Of all the places we’ve visited, Vanuatu is the one where there are more people living a lifestyle closer to pre-Western contact than any other. It’s more "National Geographic", traditional, primitive, or custom-life, and one of the important parts of that life here on Tanna is kava. It’s just as ingrained in the lifestyle as it is in Fiji, but in a very different way. It’s the strongest kava in the world and not only are women not allowed to drink it, they’re not even allowed to watch the men drink it. It’s an honor to be included, but apparently it can be as simple as asking. That’s what Markus did when they arrived, so Colin and I joined him to the "kava place" soon after landing and checking out the "Yacht Club".

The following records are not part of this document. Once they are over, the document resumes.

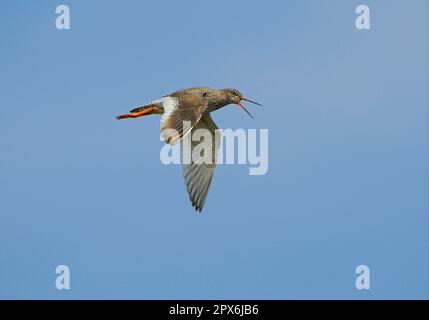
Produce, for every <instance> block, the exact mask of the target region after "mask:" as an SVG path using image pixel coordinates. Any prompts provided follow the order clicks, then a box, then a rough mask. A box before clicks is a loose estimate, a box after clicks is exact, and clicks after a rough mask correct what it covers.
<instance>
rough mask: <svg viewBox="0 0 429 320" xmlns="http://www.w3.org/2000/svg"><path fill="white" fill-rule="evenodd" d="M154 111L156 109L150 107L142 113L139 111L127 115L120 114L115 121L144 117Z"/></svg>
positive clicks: (155, 110)
mask: <svg viewBox="0 0 429 320" xmlns="http://www.w3.org/2000/svg"><path fill="white" fill-rule="evenodd" d="M156 109H157V108H156V107H151V108H147V109H144V110H142V111H139V112H130V113H127V114H121V115H119V116H117V117H116V119H118V120H120V119H126V118H137V117H142V116H146V115H148V114H151V113H153V112H155V111H156Z"/></svg>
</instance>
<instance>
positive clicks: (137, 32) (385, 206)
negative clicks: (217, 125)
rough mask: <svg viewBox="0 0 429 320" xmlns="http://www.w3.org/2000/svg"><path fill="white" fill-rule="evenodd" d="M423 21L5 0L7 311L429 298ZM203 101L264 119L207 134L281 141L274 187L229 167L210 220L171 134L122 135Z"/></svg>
mask: <svg viewBox="0 0 429 320" xmlns="http://www.w3.org/2000/svg"><path fill="white" fill-rule="evenodd" d="M362 3H364V4H367V5H368V6H369V7H370V9H371V30H370V31H357V30H356V28H355V26H354V20H355V18H356V15H355V12H354V11H355V8H356V6H357V5H359V4H362ZM60 4H66V5H69V6H70V10H71V30H67V31H58V30H56V28H55V18H56V15H55V8H56V6H57V5H60ZM427 21H428V7H427V2H425V1H419V0H414V1H390V0H389V1H387V0H385V1H380V0H378V1H373V0H366V1H351V0H350V1H344V0H341V1H340V0H336V1H335V0H330V1H327V0H326V1H315V0H313V1H302V0H301V1H263V2H262V1H260V2H256V1H255V2H249V1H234V2H231V1H217V2H216V4H214V3H209V2H202V1H184V2H183V1H181V2H177V1H174V2H173V1H156V2H154V1H151V2H149V1H109V2H107V1H32V2H30V1H23V0H21V1H2V3H1V10H0V39H1V41H0V52H1V55H0V70H1V71H0V87H1V94H0V177H1V180H0V243H1V246H0V298H53V299H73V298H84V299H87V298H101V299H103V298H119V299H126V298H131V299H154V298H160V299H187V298H192V299H197V298H198V299H206V298H213V299H230V298H231V299H236V298H241V299H248V298H249V299H250V298H251V299H298V298H309V299H315V298H324V299H331V298H341V299H380V298H385V299H399V298H405V299H411V298H418V299H427V298H428V295H429V293H428V134H427V133H428V109H427V106H428V92H427V88H428V61H427V57H428V25H427ZM195 85H208V86H212V87H215V88H223V87H235V88H237V89H239V90H240V91H242V92H243V93H244V94H245V95H247V96H248V97H249V98H251V99H255V100H256V101H260V102H262V103H263V104H264V107H253V106H249V109H251V111H252V112H253V114H254V116H255V119H254V120H253V119H250V118H249V117H247V116H246V115H245V114H244V113H243V112H242V111H241V110H239V108H237V107H235V106H229V107H226V108H224V109H222V110H220V111H217V112H216V113H215V114H214V115H213V118H214V119H215V121H216V122H217V124H218V126H219V127H221V128H268V129H269V139H270V140H269V141H270V142H269V147H270V149H269V161H270V162H269V171H268V173H267V175H265V176H259V177H258V176H249V174H248V166H246V165H235V166H220V167H219V168H218V169H217V171H216V175H215V177H214V180H213V185H212V188H211V190H210V193H209V196H208V199H207V202H206V207H205V209H204V211H203V214H201V215H198V214H195V212H194V211H193V210H192V208H191V205H190V203H189V201H188V197H187V194H186V190H185V187H184V183H183V181H182V172H181V167H180V166H164V165H162V164H161V163H160V161H159V151H160V148H161V147H162V143H161V141H159V117H157V116H153V117H145V118H140V119H136V120H133V121H127V122H118V121H116V120H115V119H114V116H115V115H117V114H119V113H123V112H126V111H128V110H129V109H130V108H131V107H133V106H135V105H138V104H141V103H144V102H147V101H150V100H152V99H155V98H157V97H159V96H162V95H165V94H167V93H169V92H172V91H174V90H176V89H180V88H184V87H189V86H195ZM60 264H66V265H68V266H69V267H70V269H71V290H68V291H67V290H63V291H59V290H57V289H56V288H55V277H56V275H55V267H56V266H57V265H60ZM361 264H365V265H368V266H369V267H370V270H371V289H370V290H368V291H359V290H356V288H355V277H356V275H355V273H354V271H355V268H356V266H357V265H361Z"/></svg>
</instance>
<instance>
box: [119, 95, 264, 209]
mask: <svg viewBox="0 0 429 320" xmlns="http://www.w3.org/2000/svg"><path fill="white" fill-rule="evenodd" d="M242 101H247V102H250V103H253V104H257V105H261V104H259V103H257V102H255V101H252V100H249V99H246V98H244V97H243V95H242V94H241V93H240V92H239V91H238V90H236V89H221V90H217V89H211V88H208V87H195V88H188V89H183V90H179V91H176V92H173V93H171V94H169V95H166V96H164V97H161V98H159V99H157V100H154V101H152V102H149V103H147V104H145V105H142V106H140V107H138V108H135V109H133V110H131V111H130V112H129V113H127V114H123V115H119V116H117V117H116V118H117V119H125V118H137V117H141V116H146V115H149V114H162V118H161V133H162V136H163V138H164V139H165V141H166V142H167V143H169V144H170V145H174V144H176V143H178V142H180V141H182V140H183V139H184V138H185V137H186V136H187V135H188V134H189V133H191V136H192V132H194V131H195V130H197V129H202V128H203V129H206V130H208V132H210V136H211V141H210V142H208V141H207V143H210V145H211V151H212V152H210V155H209V157H210V158H211V159H205V161H194V160H193V157H192V160H191V162H190V163H184V164H183V177H184V179H185V183H186V187H187V190H188V194H189V199H190V200H191V202H192V206H193V207H194V208H195V210H197V211H200V212H201V211H202V209H203V207H204V203H205V200H206V197H207V193H208V190H209V187H210V183H211V181H212V177H213V173H214V170H215V167H216V159H217V153H218V148H219V142H220V141H219V140H220V137H219V135H218V134H215V132H216V130H217V129H218V128H217V126H216V124H215V123H214V121H213V119H212V118H211V117H210V112H212V111H215V110H217V109H220V108H222V107H224V106H226V105H229V104H237V105H238V106H240V107H241V108H242V109H243V110H244V111H246V113H247V114H248V115H249V116H251V117H252V115H251V114H250V113H249V111H247V109H246V108H245V107H244V106H243V104H242ZM252 118H253V117H252ZM185 123H186V124H187V125H184V124H185ZM200 143H204V140H203V141H202V142H201V141H198V142H194V141H192V139H191V148H192V147H194V146H195V145H196V144H200ZM209 148H210V147H209ZM199 149H203V150H206V149H205V148H199ZM206 160H208V161H206Z"/></svg>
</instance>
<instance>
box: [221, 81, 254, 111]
mask: <svg viewBox="0 0 429 320" xmlns="http://www.w3.org/2000/svg"><path fill="white" fill-rule="evenodd" d="M222 91H223V92H224V94H225V95H226V97H227V100H228V102H229V103H233V104H236V105H238V106H240V107H241V108H242V109H243V110H244V111H246V113H247V114H248V115H249V116H251V117H252V118H253V116H252V115H251V114H250V112H249V111H247V109H246V108H245V107H244V106H243V105H242V103H241V102H242V101H247V102H250V103H253V104H257V105H258V106H262V105H261V104H259V103H257V102H255V101H252V100H249V99H247V98H245V97H243V95H242V94H241V92H240V91H238V90H237V89H232V88H228V89H223V90H222Z"/></svg>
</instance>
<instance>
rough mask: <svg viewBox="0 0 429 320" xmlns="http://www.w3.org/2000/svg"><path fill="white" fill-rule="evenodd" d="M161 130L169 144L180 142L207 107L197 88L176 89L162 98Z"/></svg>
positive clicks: (206, 104) (190, 130)
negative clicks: (178, 90) (177, 89)
mask: <svg viewBox="0 0 429 320" xmlns="http://www.w3.org/2000/svg"><path fill="white" fill-rule="evenodd" d="M163 106H164V115H163V116H162V119H161V132H162V135H163V137H164V139H165V141H167V143H169V144H172V145H174V144H176V143H177V142H180V141H181V140H182V139H183V138H184V137H185V136H186V135H187V134H188V133H189V132H190V131H191V129H192V128H193V127H194V126H195V125H196V124H197V123H198V121H199V120H200V119H201V116H202V114H203V113H204V112H205V110H206V108H207V103H206V101H205V99H204V97H203V95H202V94H201V92H200V91H199V90H195V91H178V92H175V93H173V94H171V95H170V96H168V97H165V98H164V103H163Z"/></svg>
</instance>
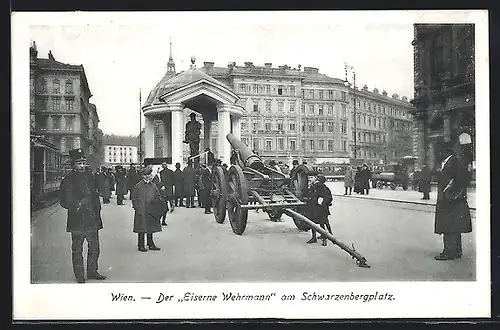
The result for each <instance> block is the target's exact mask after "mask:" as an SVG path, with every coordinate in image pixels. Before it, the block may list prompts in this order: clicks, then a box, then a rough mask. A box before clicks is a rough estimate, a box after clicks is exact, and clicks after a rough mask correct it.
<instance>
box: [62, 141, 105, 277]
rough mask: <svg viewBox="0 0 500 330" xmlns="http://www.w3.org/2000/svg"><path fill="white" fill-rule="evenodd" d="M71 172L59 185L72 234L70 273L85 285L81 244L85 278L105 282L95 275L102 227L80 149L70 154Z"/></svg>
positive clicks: (96, 187) (63, 206) (102, 275)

We made inquiries in the village and were pointed down a path with trees overhanging on each side. At the end of the path, well away from the village was an island-style privacy fence created by standing large coconut fronds upright and supporting them with a more traditional fence made of wood and bamboo. We slipped inside one of the entrances in the fence and entered the nakamal. We immediately felt a little self conscious. The compound was in the shape of a large oval, maybe 300 feet or so across, and it was very quiet. Nobody was talking, and everyone seemed to be looking us over. Scattered throughout the nakamal were several of the local huts made of wood, bamboo, and coconut leaves with thatched roofs. Several small fires burned here and there and men of all ages wandered about or sat, generally in the vicinity of others, but not talking. There were maybe 50 or so men all together, clearly a good portion of the adult males in the small village. The one recurring sound was men spitting, with the healthy spitting preceded by the sound you usually hear when someone has had a chest cold and it trying to gather a good chunk of phlegm to spit out. The cause of that would soon become clear.

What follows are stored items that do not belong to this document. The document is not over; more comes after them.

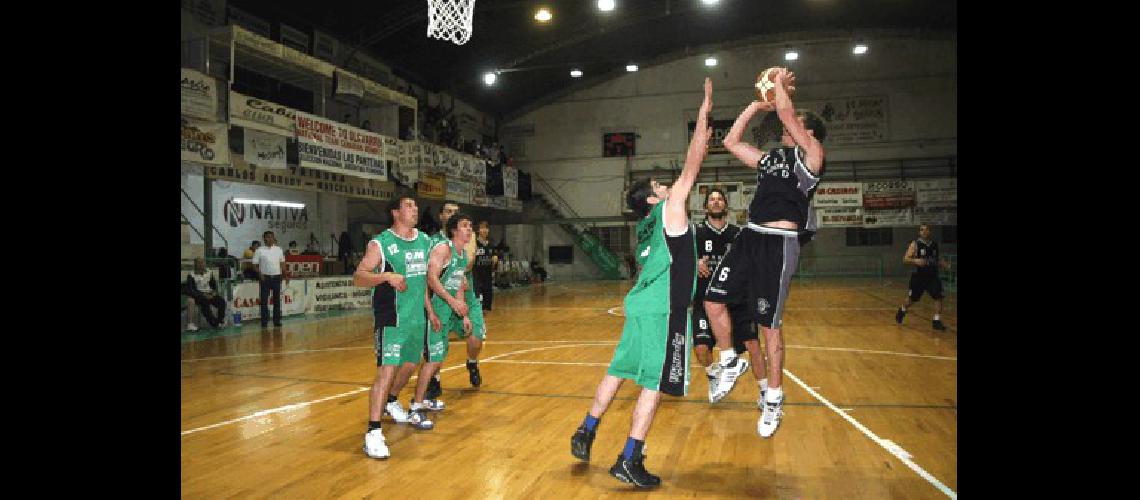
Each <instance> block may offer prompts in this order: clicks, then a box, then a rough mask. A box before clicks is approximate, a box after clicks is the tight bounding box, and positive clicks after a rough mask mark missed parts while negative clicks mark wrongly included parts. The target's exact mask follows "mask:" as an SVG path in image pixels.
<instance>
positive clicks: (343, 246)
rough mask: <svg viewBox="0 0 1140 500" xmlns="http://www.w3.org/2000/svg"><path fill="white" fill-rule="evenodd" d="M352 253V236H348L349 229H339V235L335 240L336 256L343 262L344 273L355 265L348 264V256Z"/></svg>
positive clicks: (341, 262)
mask: <svg viewBox="0 0 1140 500" xmlns="http://www.w3.org/2000/svg"><path fill="white" fill-rule="evenodd" d="M351 255H352V238H349V231H341V237H340V239H337V241H336V257H337V259H340V260H341V263H343V264H344V273H345V274H348V273H350V270H351V269H355V267H350V265H349V257H350V256H351Z"/></svg>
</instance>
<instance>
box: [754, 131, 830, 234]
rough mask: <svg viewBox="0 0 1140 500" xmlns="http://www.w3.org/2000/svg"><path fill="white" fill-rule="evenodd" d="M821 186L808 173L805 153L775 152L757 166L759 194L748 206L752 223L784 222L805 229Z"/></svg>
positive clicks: (787, 149)
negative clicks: (808, 216)
mask: <svg viewBox="0 0 1140 500" xmlns="http://www.w3.org/2000/svg"><path fill="white" fill-rule="evenodd" d="M821 173H822V171H821ZM819 183H820V178H819V177H816V175H815V174H813V173H812V171H811V170H808V169H807V163H806V154H805V153H804V149H801V148H800V147H799V146H796V147H791V148H789V147H779V148H773V149H772V150H769V151H768V153H767V154H766V155H764V156H763V157H762V158H760V161H759V162H758V163H757V165H756V194H755V195H752V203H751V204H749V205H748V221H749V222H751V223H756V224H763V223H765V222H772V221H780V220H784V221H792V222H795V223H796V224H797V226H798V227H799V228H800V229H804V228H805V226H806V224H807V212H808V210H809V208H811V205H812V197H813V196H815V188H816V186H819Z"/></svg>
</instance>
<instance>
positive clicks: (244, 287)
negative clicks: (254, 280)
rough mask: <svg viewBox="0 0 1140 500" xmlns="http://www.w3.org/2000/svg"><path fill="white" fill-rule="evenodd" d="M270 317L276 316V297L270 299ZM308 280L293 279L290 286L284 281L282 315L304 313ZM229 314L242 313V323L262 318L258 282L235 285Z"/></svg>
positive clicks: (250, 281)
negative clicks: (306, 289)
mask: <svg viewBox="0 0 1140 500" xmlns="http://www.w3.org/2000/svg"><path fill="white" fill-rule="evenodd" d="M268 301H269V304H267V305H268V306H269V315H270V317H272V314H274V304H272V301H274V297H272V295H270V296H269V298H268ZM307 302H308V300H307V297H306V280H303V279H291V280H290V281H288V285H285V281H284V280H283V281H282V315H293V314H302V313H304V309H306V303H307ZM229 309H230V310H229V311H226V312H227V313H229V314H233V313H234V311H241V312H242V321H250V320H257V319H260V318H261V288H260V285H259V284H258V281H242V282H239V284H236V285H234V296H233V298H230V301H229Z"/></svg>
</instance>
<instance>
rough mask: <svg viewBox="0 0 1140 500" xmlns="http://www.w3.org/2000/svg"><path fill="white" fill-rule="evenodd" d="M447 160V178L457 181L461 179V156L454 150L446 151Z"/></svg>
mask: <svg viewBox="0 0 1140 500" xmlns="http://www.w3.org/2000/svg"><path fill="white" fill-rule="evenodd" d="M447 158H448V161H447V178H448V179H459V178H461V177H463V154H462V153H459V151H454V150H453V151H448V154H447Z"/></svg>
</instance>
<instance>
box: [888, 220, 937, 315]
mask: <svg viewBox="0 0 1140 500" xmlns="http://www.w3.org/2000/svg"><path fill="white" fill-rule="evenodd" d="M903 262H905V263H907V264H911V265H914V272H912V273H911V285H910V289H909V290H907V292H906V303H905V304H903V306H902V308H898V312H896V313H895V322H897V323H898V325H902V323H903V317H905V315H906V308H910V306H911V304H913V303H915V302H919V298H922V294H923V293H927V294H930V298H933V300H934V321H933V322H931V325H933V326H934V329H936V330H939V331H942V330H945V329H946V327H945V326H944V325H943V323H942V278H941V277H938V268H943V269H945V268H948V264H947V263H946V261H944V260H941V259H939V257H938V243H937V241H934V240H931V239H930V227H929V226H927V224H922V226H919V239H915V240H913V241H911V244H910V245H909V246H907V247H906V255H904V256H903Z"/></svg>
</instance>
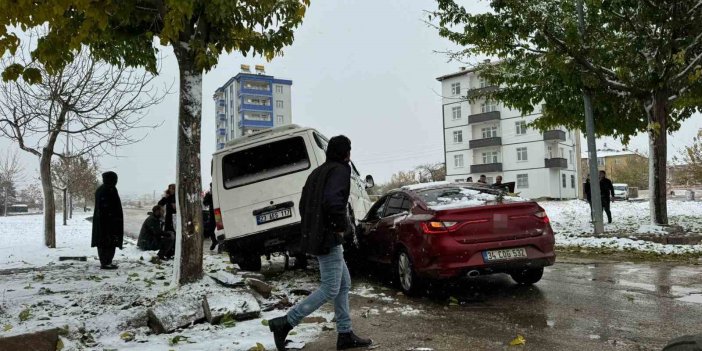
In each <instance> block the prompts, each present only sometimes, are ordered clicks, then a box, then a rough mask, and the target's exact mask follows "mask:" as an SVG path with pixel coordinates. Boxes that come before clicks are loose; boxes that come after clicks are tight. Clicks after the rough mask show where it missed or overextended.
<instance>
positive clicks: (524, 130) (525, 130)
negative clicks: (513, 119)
mask: <svg viewBox="0 0 702 351" xmlns="http://www.w3.org/2000/svg"><path fill="white" fill-rule="evenodd" d="M514 126H515V128H516V130H517V135H524V134H526V122H525V121H519V122H515V123H514Z"/></svg>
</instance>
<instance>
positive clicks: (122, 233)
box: [91, 172, 124, 269]
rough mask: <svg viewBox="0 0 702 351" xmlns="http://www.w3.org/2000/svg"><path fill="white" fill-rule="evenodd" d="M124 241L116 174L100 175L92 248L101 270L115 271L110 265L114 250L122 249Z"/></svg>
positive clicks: (97, 189) (118, 193)
mask: <svg viewBox="0 0 702 351" xmlns="http://www.w3.org/2000/svg"><path fill="white" fill-rule="evenodd" d="M123 240H124V216H123V214H122V202H121V201H120V199H119V193H118V192H117V173H115V172H105V173H103V174H102V185H100V186H99V187H98V188H97V190H96V191H95V210H94V211H93V235H92V243H91V246H92V247H97V250H98V257H100V267H101V268H102V269H117V265H115V264H112V259H113V258H114V257H115V249H116V248H117V247H119V248H120V250H121V249H122V241H123Z"/></svg>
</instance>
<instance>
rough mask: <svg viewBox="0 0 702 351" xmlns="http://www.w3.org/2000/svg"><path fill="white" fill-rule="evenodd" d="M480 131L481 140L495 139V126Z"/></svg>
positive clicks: (496, 129)
mask: <svg viewBox="0 0 702 351" xmlns="http://www.w3.org/2000/svg"><path fill="white" fill-rule="evenodd" d="M480 131H481V132H482V134H483V139H487V138H496V137H497V126H492V127H485V128H482V129H481V130H480Z"/></svg>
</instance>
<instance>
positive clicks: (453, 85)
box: [451, 83, 461, 96]
mask: <svg viewBox="0 0 702 351" xmlns="http://www.w3.org/2000/svg"><path fill="white" fill-rule="evenodd" d="M451 95H454V96H456V95H461V83H451Z"/></svg>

Markus found John, the local with short dreadlocks that had told him about the nakamal near the entrance and John invited us to sit on logs beside him. He checked to see if we still wanted to drink kava, said something soft and barely intelligible about chewing and then carried on fairly silently with a couple of friends nearby. I got to sit closest to the small group of men we’d sat down with, and by observing and asking a few quiet questions of whoever was nearest to me, I was able to put together what was going on.

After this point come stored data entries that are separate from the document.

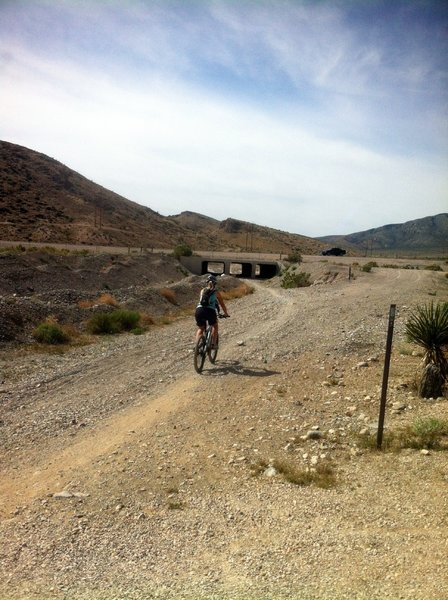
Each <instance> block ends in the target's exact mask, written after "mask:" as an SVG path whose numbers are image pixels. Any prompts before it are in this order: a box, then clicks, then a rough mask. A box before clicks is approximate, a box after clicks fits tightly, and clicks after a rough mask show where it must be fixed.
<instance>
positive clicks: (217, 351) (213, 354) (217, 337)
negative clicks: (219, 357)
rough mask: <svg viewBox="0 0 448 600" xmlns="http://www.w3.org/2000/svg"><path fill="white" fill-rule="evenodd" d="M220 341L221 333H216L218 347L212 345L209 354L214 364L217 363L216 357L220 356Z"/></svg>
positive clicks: (210, 360) (210, 348)
mask: <svg viewBox="0 0 448 600" xmlns="http://www.w3.org/2000/svg"><path fill="white" fill-rule="evenodd" d="M218 342H219V333H217V334H216V348H212V347H211V346H210V350H209V355H208V357H209V359H210V362H211V363H212V364H214V363H215V361H216V357H217V356H218Z"/></svg>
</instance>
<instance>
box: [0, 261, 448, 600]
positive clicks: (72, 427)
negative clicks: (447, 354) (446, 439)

Although the men gather every day in the nakamal for kava, today was a special day. Four 12-year old boys had been circumcised today (the ceremony had begun two days before) and were currently resting in the hut across from us, so this was something of a special ceremony. The men chat and talk until they start drinking the kava, and then they’re quiet, each generally still and silent, although there is the occasional hand gesturing, walking about, and throwing pieces of wood at roosters that wander into the nakamal. After drinking kava, they’re free to take some of the food on the ground in the middle of the nakamal, which was a mixture of pork and tapioca cooked and wrapped in banana leaves. Smoking cigarettes was a common pastime as well, and not having any lighters or matches, the men would pick up small limbs of or chunks of charred wood from the small, smoldering fires and use them to light up.

In Fiji, kava roots are dried, pounded into a powder, and then placed in a cloth and dipped in water until the water is brown and ready to drink. Here the process is a bit different. The men bite the fresh kava roots and chew them for a while, absorbing the numbing juices and turning the kava into a grayish lump that looks a lot like tuna salad. They then spit the chewed root onto a couple of leaves about 6 inches across until they build up a pile of chewed kava about the size of a softball. The chewed and spit-out kava root is then taken over to one of the two or three spots in the nakamal where water is poured into large old plastic containers and the kava is wrapped in an old cloth and then dipped and wrung out over the container by two men, one on each end of the cloth. The brown liquid is then put into coconut shells and you drink your shell worth of kava in one go.

We were only a few minutes away from our first taste of the kava drink when we put it all together and realized that we’d be drinking kava made from the pile of spit-out kava at John’s feet. All you could do was chuckle silently. Except for the few seconds when I thinking about the pile of spit-out roots, the kava tasted pretty good and was fairly strong.

The second time around, though, I thought it would be just as well if we experienced some of the root chewing, so I asked if we could try it. John handed some over and we all took a bite. It was a lot like trying to take a bite off of a tree; the way the locals bite if off and fill their mouths like it’s an apple or something is pretty impressive. After chewing for a bit it became softer and after we’d had enough, we spit our contributions onto the leaves. I had some idea that maybe we could actually drink our own spit this time, but it wasn’t to be. Our chewing result in a clump the size of a thumb that was still whitish, while their chewing resulted clumps almost the size of tennis balls that were well-chewed and grey. John brought over coconut shells with water in them for us to rinse and now we all understood the hacking and spitting.

John said we could have our second round whenever we were ready, so since it was getting close to sunset, we went ahead and told him to mix it up. He was back in a few minutes and we drank it down. During our time in the nakamal, several men came over to say hello and shake our hands and a couple sat down beside me for a quiet chat. The next day several men we met mentioned seeing us in the nakamal and one told us that it’s one way they keep the old customs alive — gathering everyday to enjoy some kava and learn from the chief and older members of the village.